Wenn man das Fehlen eines Sozialsystems, die Gestaltung des Steuersystems, Umweltauflagen und anderer wirtschaftsrelevanter Gegebenheiten auf Pressionen seitens wirtschaftlicher Lobbygruppen zurückführt - wodurch letztlich der Staat für alle Folgekosten der wirtschaftlichen Betätigungen aufkommt, wo er sich nicht selbst aus der Verantwortung ziehen kann und die Verursacher fein raus sind, dann ist die Verschuldung zumindest in diesen Bereichen durch die Wirtschaft und ihre Lobbies mit verursacht.

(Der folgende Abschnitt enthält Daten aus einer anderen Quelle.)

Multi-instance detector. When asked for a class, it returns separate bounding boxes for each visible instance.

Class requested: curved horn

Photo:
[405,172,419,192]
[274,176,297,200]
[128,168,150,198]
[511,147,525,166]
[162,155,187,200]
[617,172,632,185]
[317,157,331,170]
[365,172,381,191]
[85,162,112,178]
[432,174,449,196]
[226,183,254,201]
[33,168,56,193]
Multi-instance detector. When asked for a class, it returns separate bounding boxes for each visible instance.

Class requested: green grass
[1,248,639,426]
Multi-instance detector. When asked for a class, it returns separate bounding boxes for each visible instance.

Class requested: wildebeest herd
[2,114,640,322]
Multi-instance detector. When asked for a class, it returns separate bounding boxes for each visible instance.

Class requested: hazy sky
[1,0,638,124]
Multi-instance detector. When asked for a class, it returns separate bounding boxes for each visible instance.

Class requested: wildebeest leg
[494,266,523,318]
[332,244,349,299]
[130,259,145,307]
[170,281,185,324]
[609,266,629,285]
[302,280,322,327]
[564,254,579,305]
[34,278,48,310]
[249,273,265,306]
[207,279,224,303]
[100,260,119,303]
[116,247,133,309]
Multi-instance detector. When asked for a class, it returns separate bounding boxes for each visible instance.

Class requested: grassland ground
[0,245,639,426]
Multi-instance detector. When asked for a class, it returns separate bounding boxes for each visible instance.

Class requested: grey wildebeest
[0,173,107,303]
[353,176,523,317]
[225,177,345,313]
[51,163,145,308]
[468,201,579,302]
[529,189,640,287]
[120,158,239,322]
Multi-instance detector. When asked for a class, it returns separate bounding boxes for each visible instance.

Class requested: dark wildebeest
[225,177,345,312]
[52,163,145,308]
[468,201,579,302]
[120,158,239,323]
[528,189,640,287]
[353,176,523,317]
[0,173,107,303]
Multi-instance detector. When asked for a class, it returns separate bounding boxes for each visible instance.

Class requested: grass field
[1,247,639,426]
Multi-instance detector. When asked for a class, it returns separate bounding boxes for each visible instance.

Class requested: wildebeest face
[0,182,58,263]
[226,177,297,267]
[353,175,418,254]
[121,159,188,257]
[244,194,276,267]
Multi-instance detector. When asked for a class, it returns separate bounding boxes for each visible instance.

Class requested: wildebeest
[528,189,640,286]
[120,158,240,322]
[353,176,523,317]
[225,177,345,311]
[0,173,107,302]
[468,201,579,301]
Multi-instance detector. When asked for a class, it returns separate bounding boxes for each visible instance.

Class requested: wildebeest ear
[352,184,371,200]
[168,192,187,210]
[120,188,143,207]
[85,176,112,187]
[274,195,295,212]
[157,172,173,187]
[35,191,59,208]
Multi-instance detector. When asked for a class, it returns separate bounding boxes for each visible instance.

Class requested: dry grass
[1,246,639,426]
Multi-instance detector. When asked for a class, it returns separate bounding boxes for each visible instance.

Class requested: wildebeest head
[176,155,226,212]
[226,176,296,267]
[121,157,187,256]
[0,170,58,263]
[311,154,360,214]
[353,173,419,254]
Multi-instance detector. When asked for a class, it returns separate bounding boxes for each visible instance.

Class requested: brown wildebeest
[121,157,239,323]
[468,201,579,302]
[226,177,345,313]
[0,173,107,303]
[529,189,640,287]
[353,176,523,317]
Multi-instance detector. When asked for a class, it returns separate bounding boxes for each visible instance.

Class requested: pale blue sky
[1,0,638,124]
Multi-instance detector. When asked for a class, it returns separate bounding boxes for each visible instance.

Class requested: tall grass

Letztlich dient auch die amerikanische Außenpolitik samt Militäreinsätzen wesentlich wirtschaftlichen Interessen.
Bush als liberal zu bezeichnen, würde mir nie einfallen, "neoliberal" ist IMHO nicht gleichbedeutend mit "wirtschaftsliberal".
Es geht aber nicht um eine Rechtfertigung des Liberalismus oder Kritik an diesem, sondern um Kapitalismus und Sozialismus. Die Not, die Marx und Engels zu ihren Ideen veranlassten, war eine Folge sicher nicht des Liberalismus, sondern des (Früh)kapitalismus, ist aber nicht vom "Früh" abhängig.
Zitat:
mangelnde Reaktionsbereitschaft der Politik auf die schon lange absehbaren Probleme
ist ein ganz zentrales Merkmal auch sozialistischer Gesellschaften, gerade hier finde ich Doerings Vergleich sehr angebracht. Ob nun die sozialen oder die freien Elemente einer Wirtschaft die stabilisierenderen Elemente sind, scheint mir mit deiner Feststellung noch nicht besiegelt - kurzfristig sind Sozialleistungen sehr wirksam zur Bekämpfung von Unruhen; wenn sie dann aber dazu führen, daß der ganze Laden irgendwann zusammenstürzt, erscheint mir das nicht als ein solides Fundament der Gesellschaft. Ludwig Erhard meinte nicht zu Unrecht, man solle den Kuchen erst groß machen, bevor man ihn verteilt. Daß dann Kluncker und andere sich sattfressen wollten und mehr Kuchen verschlangen, als je gebacken wurde^^, ist eines der Grundübel, mit denen wir jetzt umzugehen haben.[/QUOTE]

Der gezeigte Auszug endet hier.